Beim Pokal-Aus in Frankfurt gab es das gleiche Dilemma. „Speziell die erste Halbzeit hat den Unterschied ausgemacht“, fand Christopher Trimmel, „hätten wir gleich so agiert wie in der zweiten Halbzeit, dann wäre mehr möglich gewesen.“ Rani Khedira, der Stratege vor der Abwehr, erkannte gar ein wiederkehrendes Muster: „Zum dritten Mal hintereinander spielen wir eine katastrophale erste Halbzeit. Die letzten Male hatten wir dann Glück, diesmal war das nicht so, und dann rennt man schnell einem Rückstand hinterher.“ Nicht anders sah es Fischer: „Wenn du zwei Tore in den ersten 15 Minuten bekommst, dann wirkt das nach. Man hat die ganze Halbzeit gesehen, dass wir verunsichert waren und wenig Zugriff hatten, in der zweiten waren wir wieder einmal wie ausgewechselt und hatten auch unsere Chancen.“

Ab und an gelingt es den Eisernen, schlaffe Phasen oder einen Rückstand zu reparieren. Manchmal aber sind sie auch ganz gut darin, in 45 Minuten, die netto eine verdammt viel kürzere Spielzeit ausmachen, alles in den Sand zu setzen.
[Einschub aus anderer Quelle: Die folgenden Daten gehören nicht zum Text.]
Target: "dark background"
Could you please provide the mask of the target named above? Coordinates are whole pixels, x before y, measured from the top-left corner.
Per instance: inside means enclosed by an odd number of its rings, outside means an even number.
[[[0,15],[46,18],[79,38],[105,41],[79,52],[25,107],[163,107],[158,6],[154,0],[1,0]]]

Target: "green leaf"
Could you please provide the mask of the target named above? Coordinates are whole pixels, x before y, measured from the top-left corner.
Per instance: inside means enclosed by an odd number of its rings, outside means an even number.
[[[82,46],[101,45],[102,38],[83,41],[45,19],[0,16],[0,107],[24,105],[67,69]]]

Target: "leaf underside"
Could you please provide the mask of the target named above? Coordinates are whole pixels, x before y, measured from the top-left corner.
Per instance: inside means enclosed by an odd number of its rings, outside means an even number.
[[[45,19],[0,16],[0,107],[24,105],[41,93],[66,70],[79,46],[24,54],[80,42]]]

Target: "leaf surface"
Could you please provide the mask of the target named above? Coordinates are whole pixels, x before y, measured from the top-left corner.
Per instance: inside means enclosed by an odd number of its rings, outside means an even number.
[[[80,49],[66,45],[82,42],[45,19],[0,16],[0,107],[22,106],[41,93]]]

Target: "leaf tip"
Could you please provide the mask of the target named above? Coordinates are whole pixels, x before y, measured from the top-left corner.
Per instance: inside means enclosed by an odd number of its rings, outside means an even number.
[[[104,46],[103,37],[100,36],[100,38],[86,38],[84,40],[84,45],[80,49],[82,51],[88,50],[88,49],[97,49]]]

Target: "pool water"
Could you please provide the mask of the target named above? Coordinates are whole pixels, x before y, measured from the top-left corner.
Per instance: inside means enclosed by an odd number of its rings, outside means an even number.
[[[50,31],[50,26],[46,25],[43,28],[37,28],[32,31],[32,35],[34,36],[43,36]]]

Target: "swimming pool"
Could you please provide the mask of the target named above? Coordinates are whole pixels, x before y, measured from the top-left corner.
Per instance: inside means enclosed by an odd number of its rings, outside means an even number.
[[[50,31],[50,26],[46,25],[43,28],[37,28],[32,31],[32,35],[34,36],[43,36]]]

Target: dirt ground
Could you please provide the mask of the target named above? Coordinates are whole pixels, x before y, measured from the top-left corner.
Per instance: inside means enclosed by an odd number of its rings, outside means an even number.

Kurze Abschnitte genügten, um das komplette Spiel zu schreddern

Die Wende zum Guten haben sie in dieser Saison bereits in vier Partien geschafft. Manchmal, wie beim 2:1 gegen Mönchengladbach, dauerte es bis zur siebten Minute der Nachspielzeit, manchmal, wie beim 2:1 in Leipzig, ging es im Eilzugtempo und passierte innerhalb von sieben Minuten. Auch die übrigen gedrehten Partien, das 2:1 in Bremen und vor allem das 3:1 gegen Hoffenheim, als es in Minute 88 noch 1:1 stand, glichen einem Tanz auf dem Seil und hatten Momente voller Verunsicherung. Zugleich hat es eine Menge Spiele gegeben, in denen kurze Abschnitte genügten, um das komplette Spiel zu schreddern. Fünf Gegentore nach der Pause in einer halben Stunde sorgten für ein 0:5 in Leverkusen, in Freiburg (1:4) waren es drei in einer Viertelstunde, beim 0:3 in München war ebenfalls innerhalb von fünfzehn Minuten alles passiert.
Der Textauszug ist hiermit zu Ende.